In the US, recent progress in reducing exposure to thiomersal in vaccines has relied on reformulation of thiomersal-containing products into monodose vials, which do not require a preservative. This is not an option for many countries relying on multi-dose vials for vaccine storage and delivery. As a result, the WHO, the United Nations Children’s Fund and other key agencies supplying vaccines to developing countries will continue to recommend vaccines containing this preservative for the foreseeable future. Work is under way evaluating the suitability of existing preservatives and finding new preservatives as replacements for thiomersal in vaccines. However, even if replacements are found quickly, there may be a time lag of months to years before commercial availability because the safety and efficacy of a new preservative must be established.
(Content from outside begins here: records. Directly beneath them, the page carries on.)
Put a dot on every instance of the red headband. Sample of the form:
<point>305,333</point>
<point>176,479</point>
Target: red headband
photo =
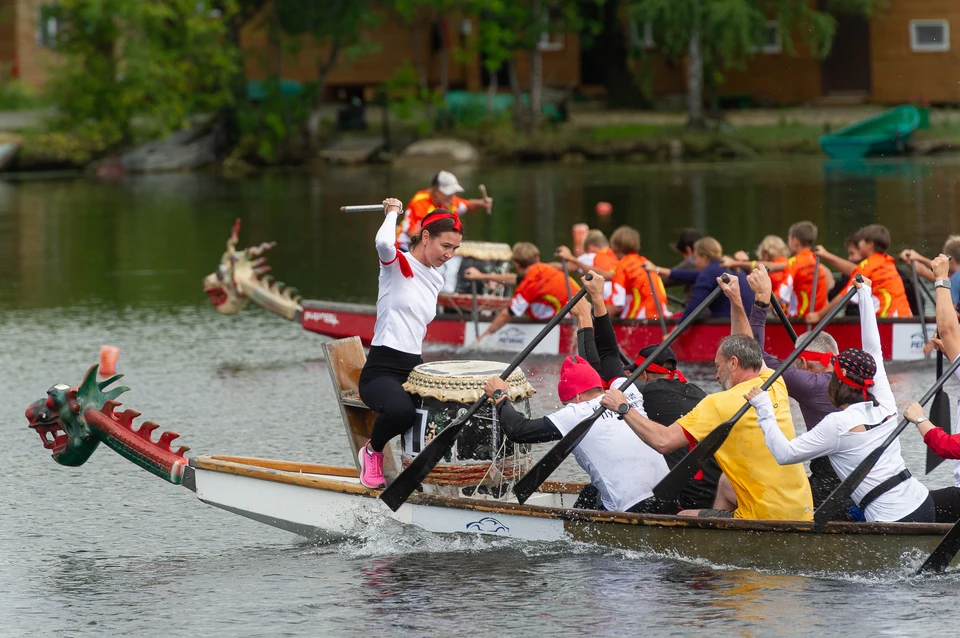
<point>823,358</point>
<point>440,217</point>
<point>655,369</point>
<point>863,387</point>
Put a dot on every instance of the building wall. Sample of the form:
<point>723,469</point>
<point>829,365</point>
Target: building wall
<point>901,75</point>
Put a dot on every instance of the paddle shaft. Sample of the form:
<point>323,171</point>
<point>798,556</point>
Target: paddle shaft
<point>671,485</point>
<point>476,313</point>
<point>919,299</point>
<point>656,300</point>
<point>784,320</point>
<point>812,306</point>
<point>408,480</point>
<point>539,473</point>
<point>566,275</point>
<point>838,498</point>
<point>369,208</point>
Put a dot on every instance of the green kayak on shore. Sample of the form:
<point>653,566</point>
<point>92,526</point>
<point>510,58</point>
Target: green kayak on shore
<point>884,134</point>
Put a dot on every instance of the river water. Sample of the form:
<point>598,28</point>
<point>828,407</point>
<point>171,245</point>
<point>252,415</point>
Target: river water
<point>107,549</point>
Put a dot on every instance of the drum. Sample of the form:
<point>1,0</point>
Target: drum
<point>482,455</point>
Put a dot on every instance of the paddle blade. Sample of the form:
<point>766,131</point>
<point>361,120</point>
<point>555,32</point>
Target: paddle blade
<point>939,415</point>
<point>404,485</point>
<point>539,473</point>
<point>673,483</point>
<point>941,557</point>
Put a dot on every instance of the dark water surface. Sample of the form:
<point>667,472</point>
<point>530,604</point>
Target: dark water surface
<point>107,549</point>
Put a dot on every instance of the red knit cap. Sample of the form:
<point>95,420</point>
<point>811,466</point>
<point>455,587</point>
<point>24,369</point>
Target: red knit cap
<point>576,376</point>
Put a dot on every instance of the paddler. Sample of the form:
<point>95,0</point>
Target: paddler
<point>406,303</point>
<point>754,486</point>
<point>442,194</point>
<point>621,466</point>
<point>540,288</point>
<point>867,414</point>
<point>889,295</point>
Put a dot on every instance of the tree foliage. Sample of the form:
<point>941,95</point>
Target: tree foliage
<point>136,70</point>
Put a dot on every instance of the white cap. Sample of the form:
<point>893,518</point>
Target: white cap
<point>447,183</point>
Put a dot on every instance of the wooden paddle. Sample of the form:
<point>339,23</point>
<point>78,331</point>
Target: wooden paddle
<point>401,489</point>
<point>812,306</point>
<point>674,482</point>
<point>656,300</point>
<point>919,300</point>
<point>940,414</point>
<point>476,313</point>
<point>942,555</point>
<point>483,192</point>
<point>546,466</point>
<point>838,498</point>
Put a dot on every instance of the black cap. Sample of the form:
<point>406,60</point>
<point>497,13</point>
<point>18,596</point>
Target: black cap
<point>688,237</point>
<point>667,358</point>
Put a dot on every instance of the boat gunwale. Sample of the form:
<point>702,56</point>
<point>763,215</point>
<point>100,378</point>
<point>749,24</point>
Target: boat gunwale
<point>265,469</point>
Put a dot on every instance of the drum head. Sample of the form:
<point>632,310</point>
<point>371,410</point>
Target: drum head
<point>463,381</point>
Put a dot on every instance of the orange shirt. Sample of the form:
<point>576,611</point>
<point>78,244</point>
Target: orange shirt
<point>632,293</point>
<point>889,297</point>
<point>797,284</point>
<point>541,293</point>
<point>604,259</point>
<point>419,207</point>
<point>777,277</point>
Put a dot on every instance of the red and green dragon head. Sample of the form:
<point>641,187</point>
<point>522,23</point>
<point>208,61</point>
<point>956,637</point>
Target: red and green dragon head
<point>73,421</point>
<point>242,276</point>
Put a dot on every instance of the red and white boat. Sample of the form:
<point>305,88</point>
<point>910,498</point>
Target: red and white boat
<point>242,276</point>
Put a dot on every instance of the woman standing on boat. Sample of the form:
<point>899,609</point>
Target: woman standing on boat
<point>406,303</point>
<point>868,413</point>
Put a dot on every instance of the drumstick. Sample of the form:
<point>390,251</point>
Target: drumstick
<point>483,191</point>
<point>368,208</point>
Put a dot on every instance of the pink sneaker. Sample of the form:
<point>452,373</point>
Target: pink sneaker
<point>371,468</point>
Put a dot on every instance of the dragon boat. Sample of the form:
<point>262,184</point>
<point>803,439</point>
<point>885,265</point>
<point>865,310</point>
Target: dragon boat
<point>242,277</point>
<point>327,503</point>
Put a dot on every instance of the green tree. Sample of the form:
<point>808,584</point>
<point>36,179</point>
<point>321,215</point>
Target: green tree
<point>138,70</point>
<point>719,34</point>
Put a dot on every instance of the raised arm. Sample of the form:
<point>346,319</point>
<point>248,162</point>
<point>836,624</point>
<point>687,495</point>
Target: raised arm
<point>812,444</point>
<point>387,235</point>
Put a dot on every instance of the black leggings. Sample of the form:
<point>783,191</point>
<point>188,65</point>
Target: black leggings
<point>381,388</point>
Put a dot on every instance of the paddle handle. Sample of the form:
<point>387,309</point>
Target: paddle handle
<point>839,496</point>
<point>366,208</point>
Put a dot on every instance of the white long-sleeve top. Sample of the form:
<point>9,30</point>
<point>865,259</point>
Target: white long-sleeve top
<point>833,436</point>
<point>405,305</point>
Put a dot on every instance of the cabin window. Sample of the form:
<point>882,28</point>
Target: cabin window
<point>47,26</point>
<point>929,35</point>
<point>772,42</point>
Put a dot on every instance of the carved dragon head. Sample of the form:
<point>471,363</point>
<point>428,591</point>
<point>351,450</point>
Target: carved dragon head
<point>242,276</point>
<point>73,421</point>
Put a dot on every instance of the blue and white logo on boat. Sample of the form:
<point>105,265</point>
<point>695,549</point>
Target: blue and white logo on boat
<point>488,525</point>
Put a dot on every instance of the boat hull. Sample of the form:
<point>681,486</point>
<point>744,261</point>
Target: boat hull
<point>328,503</point>
<point>901,339</point>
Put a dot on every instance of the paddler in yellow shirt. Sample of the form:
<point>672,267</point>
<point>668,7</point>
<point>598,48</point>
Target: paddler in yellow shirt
<point>753,485</point>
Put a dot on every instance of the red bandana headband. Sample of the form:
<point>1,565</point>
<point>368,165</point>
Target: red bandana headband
<point>863,387</point>
<point>823,358</point>
<point>655,369</point>
<point>440,217</point>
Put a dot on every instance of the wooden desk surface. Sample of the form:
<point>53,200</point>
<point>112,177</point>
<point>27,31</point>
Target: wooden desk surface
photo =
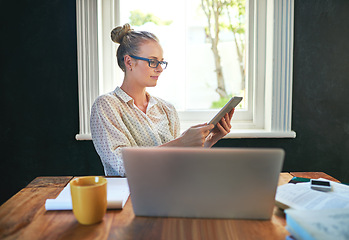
<point>24,217</point>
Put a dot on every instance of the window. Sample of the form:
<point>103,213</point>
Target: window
<point>268,94</point>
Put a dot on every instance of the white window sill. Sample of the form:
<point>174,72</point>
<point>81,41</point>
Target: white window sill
<point>257,133</point>
<point>235,133</point>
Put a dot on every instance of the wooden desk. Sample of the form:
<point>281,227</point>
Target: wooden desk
<point>24,217</point>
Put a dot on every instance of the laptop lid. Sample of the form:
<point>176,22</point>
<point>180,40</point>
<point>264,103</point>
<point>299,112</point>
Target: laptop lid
<point>238,183</point>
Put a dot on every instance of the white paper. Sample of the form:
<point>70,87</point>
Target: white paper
<point>117,195</point>
<point>301,196</point>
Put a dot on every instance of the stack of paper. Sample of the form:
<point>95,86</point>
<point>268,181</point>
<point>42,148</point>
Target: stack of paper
<point>117,195</point>
<point>301,196</point>
<point>312,214</point>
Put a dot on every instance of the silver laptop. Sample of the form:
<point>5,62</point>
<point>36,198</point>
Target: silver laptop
<point>236,183</point>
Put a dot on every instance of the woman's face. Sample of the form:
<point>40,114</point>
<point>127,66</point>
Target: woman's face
<point>144,75</point>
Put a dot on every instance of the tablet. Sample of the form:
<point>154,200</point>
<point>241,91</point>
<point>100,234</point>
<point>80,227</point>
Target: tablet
<point>233,102</point>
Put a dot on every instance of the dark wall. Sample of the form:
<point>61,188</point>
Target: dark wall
<point>39,94</point>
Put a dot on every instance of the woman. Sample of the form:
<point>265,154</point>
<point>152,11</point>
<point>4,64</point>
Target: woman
<point>129,116</point>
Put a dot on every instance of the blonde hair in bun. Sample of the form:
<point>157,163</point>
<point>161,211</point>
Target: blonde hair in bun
<point>129,41</point>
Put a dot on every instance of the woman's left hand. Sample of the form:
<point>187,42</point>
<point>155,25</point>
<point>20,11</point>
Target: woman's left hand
<point>222,128</point>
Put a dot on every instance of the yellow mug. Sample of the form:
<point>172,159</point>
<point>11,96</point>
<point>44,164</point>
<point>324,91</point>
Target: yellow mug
<point>89,198</point>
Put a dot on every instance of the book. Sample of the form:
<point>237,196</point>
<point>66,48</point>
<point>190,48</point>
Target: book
<point>117,195</point>
<point>318,224</point>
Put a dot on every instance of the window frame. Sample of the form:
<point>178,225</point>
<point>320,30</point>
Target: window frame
<point>270,66</point>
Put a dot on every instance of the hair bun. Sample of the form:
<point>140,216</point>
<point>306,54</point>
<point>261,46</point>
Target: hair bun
<point>118,33</point>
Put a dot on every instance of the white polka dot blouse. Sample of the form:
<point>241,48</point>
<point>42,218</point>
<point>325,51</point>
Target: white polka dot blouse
<point>116,122</point>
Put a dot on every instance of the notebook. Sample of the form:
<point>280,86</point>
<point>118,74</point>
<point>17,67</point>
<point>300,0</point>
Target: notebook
<point>235,183</point>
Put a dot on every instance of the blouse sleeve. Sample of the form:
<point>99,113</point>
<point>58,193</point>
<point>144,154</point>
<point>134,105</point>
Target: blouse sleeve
<point>107,137</point>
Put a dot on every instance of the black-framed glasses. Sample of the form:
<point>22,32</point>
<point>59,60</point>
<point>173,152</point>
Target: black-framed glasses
<point>153,63</point>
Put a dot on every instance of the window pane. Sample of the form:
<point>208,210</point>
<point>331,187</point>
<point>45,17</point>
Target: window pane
<point>190,80</point>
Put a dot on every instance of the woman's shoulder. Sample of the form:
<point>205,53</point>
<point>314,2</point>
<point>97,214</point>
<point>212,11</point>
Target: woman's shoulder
<point>107,100</point>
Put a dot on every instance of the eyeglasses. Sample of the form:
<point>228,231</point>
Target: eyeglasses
<point>153,63</point>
Vaccines containing a new preservative may require re-licensing and, even with ‘fast track’ regulatory attention, could take over a year to bring on line. Combination vaccines as well as new vaccine technologies currently under development may further reduce exposure to thiomersal or the need for preservatives altogether. There is an inevitable trend towards thiomersal-free vaccine products, and greater availability of vaccines formulated without thiomersal as a preservative or containing only residual trace amounts. As complete removal of thiomersal in all vaccines may not be possible in the near future, further research is under way to address the gaps in knowledge to better understand the human health effects of low level exposure to thiomersal.

8. Conclusion

Thiomersal has long been used as a preservative in vaccines. Risk assessment raises the possibility of a theoretical risk of neuro-developmental toxicity in infants receiving vaccines containing thiomersal. However, the risk of death and illness from vaccine-preventable diseases, especially in areas with high disease burdens, outweighs the theoretical risk of exposure to thiomersal in vaccines. The benefits of immunisation are apparent even in countries where high vaccination rates have significantly decreased the burden of vaccine-preventable disease because of the risk of resurgence of life-threatening diseases such as pertussis and diphtheria. Nevertheless, an evolving understanding of the potential health risks of low level exposure to organic mercury compounds, the feasibility of developing alternatives to thiomersal, and the paradigm shift that has occurred in the public perception of risk have led to the process of reducing and removing thiomersal from vaccines.